This project, called DLProv, is part of my DSc research in the Program of Systems and Computer Science (PESC), COPPE, at the Federal University of Rio de Janeiro (UFRJ).
DLProv is a service that evolved from DNNProv. Originally rooted in DNNProv, DLProv has expanded its scope and capabilities to accommodate the broader domain of Deep Learning (DL).
DNNProv began as a provenance service designed to support online hyperparameter analysis in DL, integrating retrospective provenance data (r-prov) with typical DNN software data, e.g. hyperparameters, DNN architecture attributes, etc.
A DL life cycle involves several data transformations, such as performing data pre-processing, defining datasets to train and test a deep neural network (DNN), and training and evaluating the DL model. Choosing a final model requires DL model selection, which involves analyzing data from several training configurations (e.g. hyperparameters and DNN architectures). We have understood that tracing training data back to pre-processing operations can provide insights into the model selection step. However, there are challenges in providing an integration of the provenance of these different steps. Therefore, we decided to integrate these steps. DLProv is a prototype for provenance data integration using different capture solutions while maintaining DNNProv capabilities.
DLProv is developed on top of DfAnalyzer provenance services. It uses the columnar DBMS MonetDB to support online provenance data analysis and to generate W3C PROV-compliant documents. In addition, these provenance documents can be analyzed through graph DBMS such as Neo4j.
This repository provides a Docker container for DLProv, which can be found in step Running an Example in a Docker Environment.
The following list of software has to be configured/installed for running a DL model training that collects provenance with DLProv.
- Java
- MonetDB and pymonetdb
- neo4j and neo4j python
- prov, pydot, and provdbconnector
- DfAnalyzer
- dfa-lib-python
Due to Git LFS (Large File Storage) restrictions, this repository includes a file that cannot be tracked by Git.
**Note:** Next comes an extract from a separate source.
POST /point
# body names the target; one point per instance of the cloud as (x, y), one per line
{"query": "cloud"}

Please follow these steps to download and add the file manually:
-
Download the file from this Google Drive link.
-
After downloading the file, move it to the
dlprov/DfAnalyzer/target
folder in the repository. -
Once the file is in the correct folder, you can continue with the setup or use the repository as intended.
Note: If you are using the provided Docker container, this step is not required, as the necessary files will be automatically handled within the container.
The DLProv has a few predefined hyperparameters (e.g. optimizer, learning rate, number of epochs, number of layers, etc.) and metrics (e.g. loss, accuracy, elapsed time) to be captured. In the case that these hyperparameters and metrics are enough, the user has to set the attribute “hyperparameters” as True, and the library will take care of it. It's important to set a tag to identify the workflow and associate it with the provenance data, e.g. hyperparameters. This method captures provenance data as the deep learning workflow executes and sends them to the provenance database managed by MonetDB. As the data reaches the database, it can be analyzed through the Dataflow Viewer (DfViewer), Query Interface (QI), and Query Dashboard (QP). The data received by the provenance method are defined by the user in the source code of the DNN application, as follows:
df = Dataflow(dataflow_tag, predefined=True)
df.save()
To capture the retrospective provenance, the user should add the following code:
tf1_input = DataSet("iTrainModel", [Element([opt.get_config()['name'], opt.get_config()['learning_rate'], epochs, len(model.layers)])])
t1.add_dataset(tf1_input)
t1.begin()
## Data manipulation
tf1_output = DataSet("oTrainModel", [Element([datetime.now().strftime('%Y-%m-%d %H:%M:%S'), elapsed_time, loss, accuracy, val_loss, val_accuracy, epoch])])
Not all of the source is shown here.